4 Things to Think About Before Every Hike

This is especially prevalent with people who think they are just taking a ‘short hike’ and think it is silly to tell someone where they are going.  With hiking, common sense and preparation are essential to have an enjoyable, trouble-free hike. Sometimes, more thought is put into preparing to go shopping at the mall than hitting the trail.  I recommend that for every hike you:

  1. Make a plan – this includes telling someone else and estimating how long the total hike will take, plus extra time;
  2. Hike Smart – a smart phone is no good if it does not work and even if you can get a signal and talk to rescuers, rangers, or friends if you don’t know where you are, what then?  Reading about the trail beforehand, knowing what to expect from the trail, and knowing about how long the trail should take are all pieces of information that are important for you to know and for someone back home to know;
  3. Go Prepared – As noted earlier, always carry the 10 Essentials with you on every hike (scroll up for an outline of the 10 Essentials);
  4. Know Your Capabilities – People who don’t turn back when common sense, or others with common sense, tells them they can’t make it up and back safely are foolhardy and sometimes dangerous to themselves and others.

Knowing your limits and listening to what your body is telling youClimb

Knowledge—of the trail conditions, difficulty, terrain and time/effort it takes to go out AND back.  Know your limitations, whether they are physical conditioning, balance issues, or any limiting medical conditions.  Hiking should test your limits, but only up to a point.  Let’s take for example, altitude sickness.  Altitude sickness is a special situation, as it can impact even the strongest, heartiest of hikers who thinks that because they can do anything at low elevation, the same goes once they go higher.  Acute Mountain Sickness (AMS) occurs in 25% of people above 8,000 ft with symptoms including confusion, fever, rapid heartbeat, shortness of breath, cough or extreme fatigue.  And AMS has a one-two punch impact on many people as these symptoms then also contribute to confusion and disorientation which can increase the risk of falling, getting lost, dehydration and hypothermia.  Most hikers who get lost, get lost in the mountains – and you can see how the altitude, coupled with poor preparation, can create a negative cascading effect of problems.


When to use hiking poles —

I love my hiking poles. Many strong, younger hikers don’t use hiking poles unless conditions are really extreme, but for most hikers, especially as you get older, they become an essential tool.

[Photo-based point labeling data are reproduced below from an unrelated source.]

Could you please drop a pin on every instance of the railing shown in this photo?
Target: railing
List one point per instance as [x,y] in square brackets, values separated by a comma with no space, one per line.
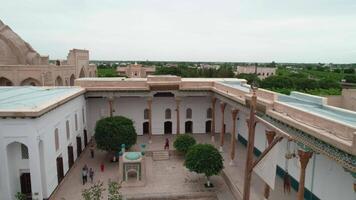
[339,130]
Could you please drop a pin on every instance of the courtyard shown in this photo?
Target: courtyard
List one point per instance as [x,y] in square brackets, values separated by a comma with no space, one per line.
[168,179]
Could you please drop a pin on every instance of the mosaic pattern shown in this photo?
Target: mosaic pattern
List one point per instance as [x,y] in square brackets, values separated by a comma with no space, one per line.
[309,142]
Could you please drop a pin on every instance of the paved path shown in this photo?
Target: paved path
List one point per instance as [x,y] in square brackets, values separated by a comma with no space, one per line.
[236,172]
[162,178]
[168,177]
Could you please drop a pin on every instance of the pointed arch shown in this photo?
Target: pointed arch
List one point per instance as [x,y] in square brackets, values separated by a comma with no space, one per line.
[209,113]
[17,152]
[81,74]
[146,114]
[188,113]
[5,82]
[168,114]
[71,80]
[58,81]
[30,81]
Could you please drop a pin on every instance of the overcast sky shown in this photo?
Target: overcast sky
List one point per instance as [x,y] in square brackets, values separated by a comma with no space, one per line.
[189,30]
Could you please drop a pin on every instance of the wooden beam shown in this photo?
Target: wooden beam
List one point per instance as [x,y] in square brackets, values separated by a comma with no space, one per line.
[265,152]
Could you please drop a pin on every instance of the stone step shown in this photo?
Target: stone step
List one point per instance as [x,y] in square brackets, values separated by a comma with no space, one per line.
[160,155]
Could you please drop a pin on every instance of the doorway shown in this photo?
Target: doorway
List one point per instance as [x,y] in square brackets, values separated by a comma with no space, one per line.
[167,127]
[79,146]
[146,127]
[85,138]
[188,127]
[208,126]
[25,182]
[70,156]
[60,171]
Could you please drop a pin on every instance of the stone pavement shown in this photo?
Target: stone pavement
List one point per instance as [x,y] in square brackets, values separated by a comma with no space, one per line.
[236,172]
[166,178]
[169,177]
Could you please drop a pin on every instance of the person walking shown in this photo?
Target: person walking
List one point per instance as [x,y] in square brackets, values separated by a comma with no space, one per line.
[92,151]
[91,174]
[85,174]
[166,146]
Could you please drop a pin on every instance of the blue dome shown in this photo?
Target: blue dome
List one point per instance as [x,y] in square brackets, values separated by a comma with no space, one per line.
[133,155]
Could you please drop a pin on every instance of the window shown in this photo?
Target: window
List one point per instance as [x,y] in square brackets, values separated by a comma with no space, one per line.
[76,121]
[83,116]
[24,151]
[56,139]
[67,129]
[209,113]
[168,113]
[188,113]
[146,114]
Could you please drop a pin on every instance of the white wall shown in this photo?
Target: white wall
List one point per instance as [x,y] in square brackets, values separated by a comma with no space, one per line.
[330,180]
[31,132]
[133,108]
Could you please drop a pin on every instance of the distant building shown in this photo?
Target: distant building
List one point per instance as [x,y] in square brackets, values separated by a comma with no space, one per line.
[135,71]
[347,99]
[262,72]
[20,64]
[208,66]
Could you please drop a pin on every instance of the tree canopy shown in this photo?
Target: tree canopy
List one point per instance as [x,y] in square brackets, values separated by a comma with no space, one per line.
[112,132]
[204,158]
[183,142]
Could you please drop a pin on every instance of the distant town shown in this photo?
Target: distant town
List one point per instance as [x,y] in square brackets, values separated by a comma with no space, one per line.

There are myriad benefits of using poles (I use Leki poles), including: improved balance, stability and improved posture (which improves breathing—and boy does that help when you are huffing and puffing); protection of the knees (amen!); increased caloric expenditure due to higher use of upper body muscle groups, which using your arms and core muscles helps to build and condition your upper body as you hike; improves power and endurance; heart muscle is supported by upper movement; and perhaps most importantly, all these together contribute to a safer, more enjoyable hike.